Infektionsmediziner Prof. Norbert Suttorp
Herr Professor Suttorp, die dritte Welle ist in vollem Gange. Spitzt sich die Lage an der Charité schon zu?
Suttorp: Noch sind wir nicht so ausgelastet wie am Peak der zweiten Welle Anfang Januar. Es sind auch noch viele Intensivpatienten aus dieser Welle bei uns. Aber die Patientenzahlen steigen täglich auf Normal- und Intensivstationen. Vor allem sind die Patienten deutlich jünger und liegen länger. Ein ganz wichtiger Prognosefaktor für Überleben auf der Intensivstation ist schlicht das Alter; Jüngere sind einfach belastbarer und sie sterben seltener. Allein das hat schon spürbare Auswirkungen auf die Bettenkapazität. Es ist absehbar, dass diese dritte Welle so schlimm wird wie die zweite.

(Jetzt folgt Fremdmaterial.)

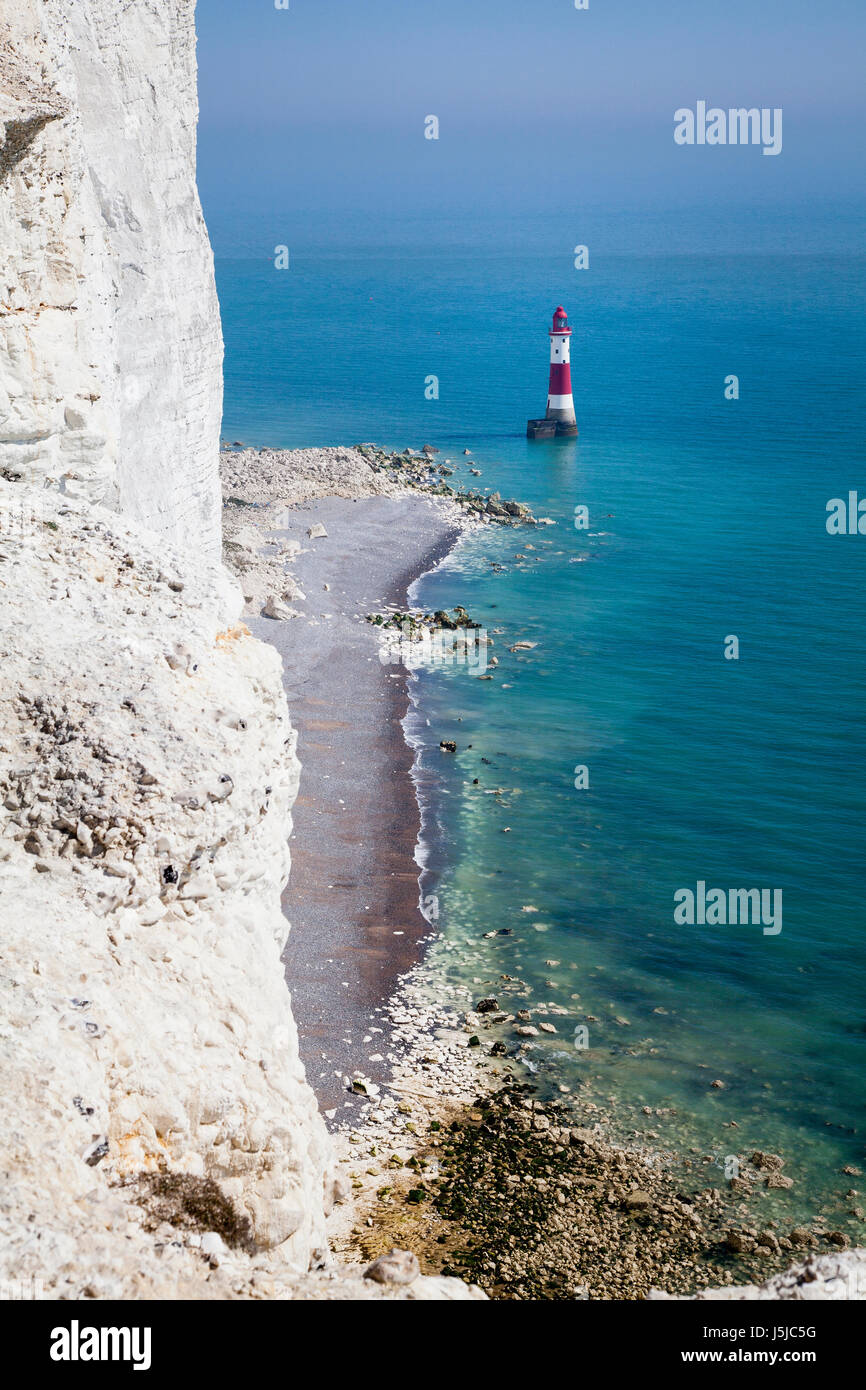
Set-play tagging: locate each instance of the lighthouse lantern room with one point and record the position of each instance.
(559, 419)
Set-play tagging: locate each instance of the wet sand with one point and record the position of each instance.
(353, 890)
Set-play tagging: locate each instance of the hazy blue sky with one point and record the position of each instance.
(320, 107)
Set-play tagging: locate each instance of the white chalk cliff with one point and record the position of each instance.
(157, 1136)
(110, 344)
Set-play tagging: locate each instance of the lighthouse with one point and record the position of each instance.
(559, 419)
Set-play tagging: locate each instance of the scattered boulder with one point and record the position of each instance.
(769, 1162)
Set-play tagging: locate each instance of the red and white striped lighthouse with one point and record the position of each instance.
(559, 417)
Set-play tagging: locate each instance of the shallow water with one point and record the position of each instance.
(706, 520)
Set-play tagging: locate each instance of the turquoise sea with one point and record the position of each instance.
(706, 520)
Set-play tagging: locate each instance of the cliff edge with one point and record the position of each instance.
(110, 342)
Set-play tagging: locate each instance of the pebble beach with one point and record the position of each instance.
(444, 1144)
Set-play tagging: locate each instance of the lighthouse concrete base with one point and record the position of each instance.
(549, 428)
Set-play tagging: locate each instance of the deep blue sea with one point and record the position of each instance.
(706, 521)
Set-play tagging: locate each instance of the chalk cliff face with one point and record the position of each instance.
(146, 776)
(110, 344)
(159, 1137)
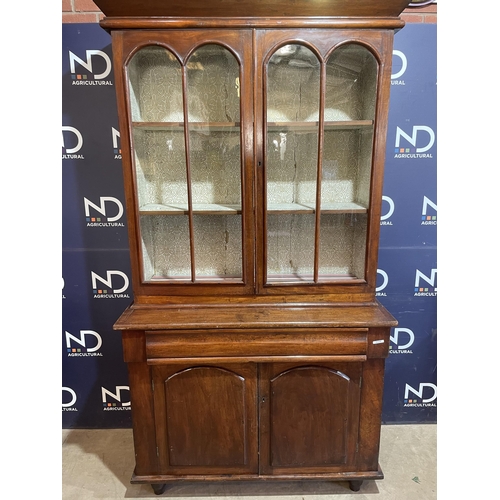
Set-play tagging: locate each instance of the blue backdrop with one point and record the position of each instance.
(95, 257)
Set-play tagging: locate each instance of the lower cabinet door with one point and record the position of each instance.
(309, 417)
(206, 419)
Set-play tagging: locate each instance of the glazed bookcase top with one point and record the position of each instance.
(252, 8)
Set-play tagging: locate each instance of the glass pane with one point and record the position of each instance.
(218, 247)
(155, 86)
(155, 89)
(351, 77)
(165, 247)
(290, 247)
(293, 90)
(215, 161)
(351, 82)
(343, 246)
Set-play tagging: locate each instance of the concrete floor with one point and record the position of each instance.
(99, 464)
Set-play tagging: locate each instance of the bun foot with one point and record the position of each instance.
(355, 485)
(159, 488)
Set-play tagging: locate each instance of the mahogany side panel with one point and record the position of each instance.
(370, 414)
(143, 421)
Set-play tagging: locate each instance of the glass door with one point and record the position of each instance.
(187, 162)
(319, 121)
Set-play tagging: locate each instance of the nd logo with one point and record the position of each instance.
(87, 64)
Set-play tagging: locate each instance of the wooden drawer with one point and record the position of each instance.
(253, 345)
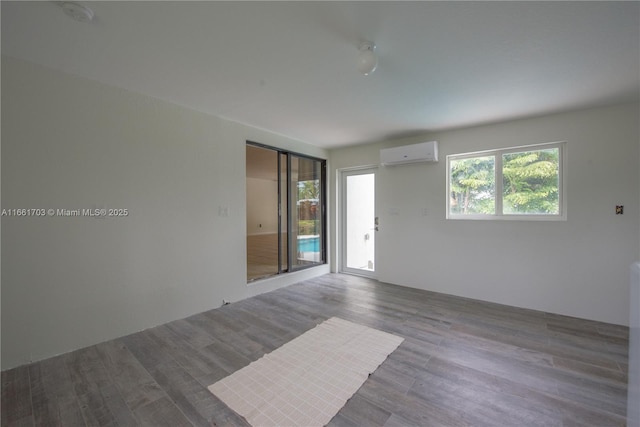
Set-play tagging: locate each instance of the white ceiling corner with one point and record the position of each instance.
(289, 67)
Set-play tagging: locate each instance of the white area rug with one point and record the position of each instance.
(306, 381)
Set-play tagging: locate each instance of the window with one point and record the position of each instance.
(286, 220)
(514, 183)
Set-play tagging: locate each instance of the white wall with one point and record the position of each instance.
(73, 143)
(578, 267)
(262, 212)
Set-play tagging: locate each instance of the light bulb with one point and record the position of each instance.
(367, 60)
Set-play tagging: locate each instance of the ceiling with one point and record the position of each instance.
(289, 67)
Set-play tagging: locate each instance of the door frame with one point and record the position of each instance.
(342, 215)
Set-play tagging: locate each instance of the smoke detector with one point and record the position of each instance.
(77, 11)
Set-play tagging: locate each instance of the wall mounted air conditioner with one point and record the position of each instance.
(423, 152)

Wie will die Charité den Kollaps verhindern?
Suttorp: Das kennen wir ja alles schon. Es werden wieder zusätzliche Kapazitäten insbesondere für Covid-Intensiv-Patienten geschaffen, indem Personal aus anderen Bereichen wie OPs oder Normalstationen abgezogen wird. Die Charité hat auch seit der ersten Welle zusätzliche Intensivbetten in bedeutsamer Anzahl in der Charité Campus Klinik aufgestellt. Das ist ein enormer Kraftakt, dafür immer das zusätzliche Personal zusammenzubekommen. Das ist alles sehr ärgerlich, weil das, was da jetzt kommt, klar absehbar war. Die Politik wird von Welle zu Welle nicht besser, sondern schlechter.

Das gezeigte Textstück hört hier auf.